AIM achieves near-zero performance loss (VideoMME 58.2 unchanged, MVBench slightly improved) with the lowest computational cost (14.76 TB FLOPs, 1/6.8× of the base model).

Long-video enhancement: 192 frames vs. base model's 32 frames under the same computational budget:

Configuration	Frames	FLOPs (TB)	VideoMME	MLVU
LLaVA-OV-7B	32	99.63	58.2	64.7
AIM	32	14.76	58.2	63.7
AIM	192	99.27	59.2	69.3

MLVU (long-video understanding) improves by +4.6, validating the hypothesis that "fewer tokens per frame → more frames → better long-video understanding."

Image benchmarks (base model: LLaVA-1.5-7B):

Method	FLOPs (TB)	VQA-v2	GQA	MME	POPE
LLaVA-1.5-7B	8.18	78.5	62.0	1510.7	85.9
FastV	2.58	74.1	56.6	1438.5	73.6
LLaVA-Prumerge+	2.41	74.6	57.4	1391.9	82.2
AIM	2.22	75.4	58.6	1443.5	85.7

Ablation Study¶

Token merging retention rate ablation (pruning disabled):

Retention Rate	FLOPs (TB)	Prefill (ms)	VideoMME
100%	99.63	439.58	58.2
50%	46.48	182.65	58.5
25%	22.90	83.94	58.0
12.5%	11.64	41.22	56.6
3.1%	3.85	13.68	52.3

Performance remains virtually unchanged when retaining 25% or more tokens, confirming that approximately 75% of visual tokens are redundant.

Token pruning scheduler ablation (25% merging retention rate):

\(l_1\)	\(l_2\)	FLOPs (TB)	VideoMME
28	29	22.90	58.0
14	22	14.76	58.2
14	15	12.10	54.3
7	8	6.71	41.9

Removing visual tokens starting from layer 8 causes catastrophic performance degradation (58.0 → 41.9), while removing them from layer 22 onward incurs no loss.

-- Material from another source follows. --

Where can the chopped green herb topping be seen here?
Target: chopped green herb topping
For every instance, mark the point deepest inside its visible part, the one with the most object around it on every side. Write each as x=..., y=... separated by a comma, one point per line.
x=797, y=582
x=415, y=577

Text token pruning ablation:

Setting	VideoMME
Prune visual tokens only	58.2
Prune both visual and text tokens	45.7

Pruning text tokens causes a severe −12.5 performance drop.

Key Findings¶

75% of visual tokens are redundant: Retaining only 25% is sufficient to maintain performance.
Layer-wise behavioral differences in LLMs: Early layers perform cross-modal fusion (must not be pruned); late layers perform textual reasoning (can be heavily pruned).
Text tokens are indispensable: Text tokens are central to LLM reasoning; any pruning causes severe performance degradation.
Acceleration advantage for long-video understanding: Token compression enables sampling more frames within the same computational budget, yielding MLVU +4.6.
General applicability: The method is effective for both video and image LLMs, and across different LLM architectures (Qwen2, Vicuna).

Highlights & Insights¶

Practical value of adaptive inference: A single method covers a 40× FLOPs range, accommodating diverse devices from AR glasses to workstations, addressing real deployment challenges.
Training-free design: The method is plug-and-play, directly applicable to existing pretrained models without retraining or fine-tuning, minimizing migration cost.
Complementarity of the two-stage token reduction: The combination of merging (global redundancy removal) and pruning (layer-wise adaptive refinement) outperforms either strategy alone.
Creative application of PageRank: Adapting the web page ranking algorithm to attention weight analysis provides a more holistic assessment of token importance than simple attention scores.
Deep insight into LLM layer-wise behavior: The finding that early layers handle cross-modal fusion while late layers handle textual reasoning provides guidance for future multimodal LLM design.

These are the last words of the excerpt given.